Ingiustificate faziosità
Sprezzante con i suoi avversari di sempre – la sociologia marxista, la storiografia delle «Annales» (che la non impeccabile traduttrice, Laura Frausin Marino, declina al maschile) –, Fumaroli è ditirambico con i suoi maestri, tanto da fare di due onesti eruditi di vecchia scuola sorbonarda, René Pintard e Paul Dibon, gli ideali antagonisti di Pierre Bourdieu, a sua volta mai citato, ma costante bersaglio polemico implicito di un libro la cui impostazione di fondo, di là dai contenuti più o meno interessanti, più o meno marginali, dei singoli saggi, consiste precisamente in questo: nell’esaltare l’erudizione e l’impressionismo salottiero contro il metodo, lo snobismo contro l’analisi materialista dei rapporti di forza e dei privilegi sociali.

L’affinità elettiva di un editore dichiaratamente snob (Roberto Calasso, di cui Fumaroli incensa un «mirabile saggio») ha portato questo tomo inutile nelle librerie italiane; la deferenza dei recensori (magari di sinistra, come Lina Bolzoni sul «Sole») gli garantirà un qualche successo commerciale.
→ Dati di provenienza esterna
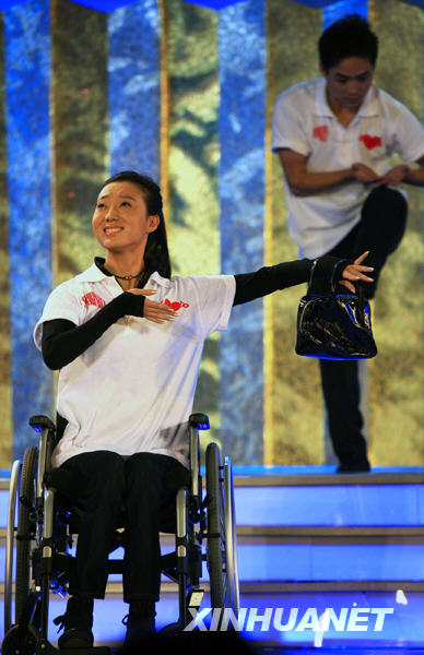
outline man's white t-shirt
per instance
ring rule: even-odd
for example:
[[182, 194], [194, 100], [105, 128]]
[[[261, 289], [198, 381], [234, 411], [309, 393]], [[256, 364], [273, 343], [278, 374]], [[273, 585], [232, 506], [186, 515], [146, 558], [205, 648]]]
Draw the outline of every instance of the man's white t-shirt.
[[[68, 421], [54, 465], [84, 452], [121, 455], [152, 452], [188, 464], [191, 413], [204, 340], [226, 330], [235, 294], [229, 275], [161, 277], [153, 273], [150, 299], [178, 309], [178, 318], [153, 323], [123, 317], [59, 372], [57, 410]], [[60, 284], [34, 329], [40, 349], [43, 323], [89, 321], [122, 293], [115, 277], [93, 264]]]
[[[397, 153], [403, 162], [424, 155], [424, 130], [401, 103], [375, 85], [357, 115], [344, 128], [331, 111], [326, 80], [319, 78], [283, 91], [275, 103], [272, 150], [290, 148], [306, 156], [308, 171], [350, 168], [361, 162], [381, 175]], [[358, 223], [374, 188], [350, 182], [308, 196], [295, 196], [284, 179], [288, 234], [303, 257], [314, 259], [331, 250]]]

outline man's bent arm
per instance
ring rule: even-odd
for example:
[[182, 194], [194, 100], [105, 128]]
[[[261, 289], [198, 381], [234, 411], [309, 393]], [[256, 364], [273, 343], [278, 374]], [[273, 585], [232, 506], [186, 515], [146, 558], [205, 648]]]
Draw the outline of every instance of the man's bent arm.
[[[346, 182], [358, 181], [353, 166], [342, 170], [310, 172], [306, 169], [307, 157], [305, 155], [301, 155], [288, 148], [281, 148], [278, 151], [278, 154], [293, 195], [315, 195], [316, 193], [333, 189]], [[367, 170], [369, 179], [362, 181], [378, 181], [378, 176], [370, 169]]]

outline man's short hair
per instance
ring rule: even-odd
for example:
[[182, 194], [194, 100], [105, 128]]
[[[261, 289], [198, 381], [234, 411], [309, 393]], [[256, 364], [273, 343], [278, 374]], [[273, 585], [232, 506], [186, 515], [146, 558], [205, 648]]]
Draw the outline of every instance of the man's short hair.
[[358, 14], [348, 14], [325, 29], [318, 41], [320, 63], [326, 72], [346, 57], [362, 57], [375, 66], [378, 38]]

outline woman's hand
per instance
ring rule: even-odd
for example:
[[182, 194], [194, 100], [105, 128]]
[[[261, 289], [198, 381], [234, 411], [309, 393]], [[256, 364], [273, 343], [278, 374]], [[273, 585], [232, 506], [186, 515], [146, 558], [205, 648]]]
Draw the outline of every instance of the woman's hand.
[[364, 261], [364, 259], [366, 257], [368, 257], [368, 254], [369, 254], [369, 250], [367, 250], [366, 252], [361, 254], [361, 257], [355, 259], [353, 264], [349, 264], [343, 270], [342, 278], [339, 279], [339, 284], [342, 284], [343, 286], [345, 286], [346, 289], [349, 289], [353, 294], [356, 293], [356, 289], [355, 289], [354, 285], [352, 284], [352, 282], [358, 282], [360, 279], [362, 279], [363, 282], [374, 282], [373, 277], [368, 277], [368, 275], [366, 275], [366, 273], [370, 273], [372, 271], [374, 271], [374, 269], [372, 266], [363, 266], [362, 265], [362, 262]]
[[410, 171], [410, 167], [407, 164], [400, 164], [399, 166], [394, 166], [380, 179], [380, 184], [389, 184], [389, 187], [396, 187], [400, 182], [404, 180], [407, 175]]
[[377, 175], [375, 170], [360, 162], [352, 164], [352, 172], [355, 176], [355, 180], [363, 184], [372, 184], [373, 182], [379, 182], [381, 180], [381, 177]]
[[164, 323], [165, 321], [172, 321], [178, 315], [174, 309], [164, 305], [163, 302], [156, 302], [155, 300], [149, 300], [148, 296], [156, 294], [154, 289], [128, 289], [129, 294], [134, 296], [145, 296], [144, 299], [144, 319], [153, 321], [153, 323]]

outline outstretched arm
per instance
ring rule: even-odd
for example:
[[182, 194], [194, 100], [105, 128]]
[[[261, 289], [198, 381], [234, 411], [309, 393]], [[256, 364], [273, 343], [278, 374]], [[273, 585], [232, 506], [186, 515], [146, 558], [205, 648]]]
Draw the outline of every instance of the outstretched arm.
[[[364, 252], [354, 262], [326, 254], [316, 260], [315, 275], [321, 279], [331, 279], [334, 266], [339, 263], [335, 270], [335, 281], [355, 293], [354, 282], [360, 279], [372, 282], [367, 273], [370, 273], [373, 269], [362, 264], [367, 254]], [[243, 305], [279, 289], [308, 282], [313, 265], [313, 260], [304, 259], [275, 266], [263, 266], [254, 273], [235, 275], [236, 293], [233, 305]]]

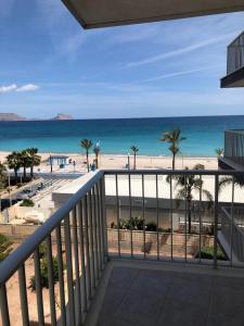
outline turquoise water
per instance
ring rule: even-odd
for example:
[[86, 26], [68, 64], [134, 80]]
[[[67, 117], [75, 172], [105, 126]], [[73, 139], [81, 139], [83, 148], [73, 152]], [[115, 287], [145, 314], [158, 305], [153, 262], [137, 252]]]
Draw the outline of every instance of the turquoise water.
[[81, 152], [79, 140], [90, 138], [100, 141], [103, 153], [126, 154], [137, 145], [140, 154], [169, 155], [168, 146], [157, 139], [174, 127], [188, 138], [181, 146], [183, 155], [214, 156], [215, 149], [223, 147], [226, 129], [244, 128], [244, 115], [0, 122], [0, 150], [37, 147], [40, 152]]

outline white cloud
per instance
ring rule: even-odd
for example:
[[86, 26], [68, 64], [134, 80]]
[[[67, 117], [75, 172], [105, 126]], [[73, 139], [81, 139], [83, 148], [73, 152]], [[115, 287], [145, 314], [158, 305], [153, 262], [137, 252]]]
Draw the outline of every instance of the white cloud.
[[205, 47], [218, 43], [218, 42], [227, 40], [227, 39], [231, 40], [234, 36], [236, 36], [236, 33], [229, 33], [229, 34], [217, 36], [217, 37], [214, 37], [214, 38], [208, 38], [206, 40], [195, 42], [195, 43], [193, 43], [191, 46], [188, 46], [188, 47], [184, 47], [184, 48], [179, 48], [177, 50], [163, 52], [163, 53], [157, 54], [157, 55], [147, 57], [143, 60], [129, 62], [123, 68], [129, 68], [129, 67], [133, 67], [133, 66], [141, 66], [141, 65], [158, 62], [158, 61], [162, 61], [164, 59], [169, 59], [171, 57], [185, 54], [185, 53], [192, 52], [194, 50], [205, 48]]
[[200, 73], [200, 72], [213, 71], [213, 70], [216, 70], [219, 67], [223, 67], [223, 65], [218, 64], [218, 65], [214, 65], [214, 66], [204, 66], [201, 68], [193, 68], [193, 70], [188, 70], [188, 71], [180, 71], [180, 72], [175, 72], [175, 73], [169, 73], [169, 74], [163, 74], [159, 76], [155, 76], [155, 77], [152, 77], [149, 79], [141, 80], [139, 83], [150, 83], [150, 82], [155, 82], [155, 80], [159, 80], [159, 79], [177, 77], [177, 76], [181, 76], [181, 75], [189, 75], [189, 74], [195, 74], [195, 73]]
[[33, 91], [33, 90], [37, 90], [39, 88], [38, 85], [34, 85], [34, 84], [26, 84], [23, 86], [20, 86], [15, 89], [15, 91]]
[[0, 86], [0, 92], [9, 92], [9, 91], [13, 91], [17, 88], [16, 84], [11, 84], [9, 86]]
[[34, 91], [39, 88], [38, 85], [26, 84], [23, 86], [17, 86], [16, 84], [11, 84], [8, 86], [0, 86], [0, 93], [10, 92], [10, 91]]

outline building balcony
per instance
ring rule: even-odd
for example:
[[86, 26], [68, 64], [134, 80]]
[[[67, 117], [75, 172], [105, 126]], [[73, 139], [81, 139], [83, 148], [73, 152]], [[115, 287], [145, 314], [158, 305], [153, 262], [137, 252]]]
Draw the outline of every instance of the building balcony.
[[[224, 131], [224, 155], [219, 158], [219, 167], [223, 170], [244, 170], [244, 130]], [[240, 179], [242, 179], [240, 177]]]
[[244, 32], [227, 50], [227, 76], [221, 78], [221, 87], [244, 87]]
[[[240, 174], [87, 174], [0, 263], [2, 325], [243, 325]], [[176, 176], [183, 178], [181, 188]], [[189, 201], [180, 193], [190, 179], [197, 181]]]

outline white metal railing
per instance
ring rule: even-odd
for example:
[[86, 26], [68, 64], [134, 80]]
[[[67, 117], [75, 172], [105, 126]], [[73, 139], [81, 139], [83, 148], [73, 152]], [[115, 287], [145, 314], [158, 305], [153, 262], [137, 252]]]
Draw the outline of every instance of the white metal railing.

Intanto si discorre da trent’anni, e di recente anche su queste colonne, di crisi della critica; mentre chi scrive ha letto di recente, per dovere d’ufficio (concorso di abilitazione), libri molto belli di autori trentenni, pubblicati da minimi stampatori come Aguaplano o Fiorini. Senza indulgere a retoriche farlocche (TQ, rottamazioni), sarà lecito auspicare che, per cercare un’uscita dalla crisi, la grande editoria conceda spazio a qualche giovane, anziché dar fiato ai tromboni del 1932.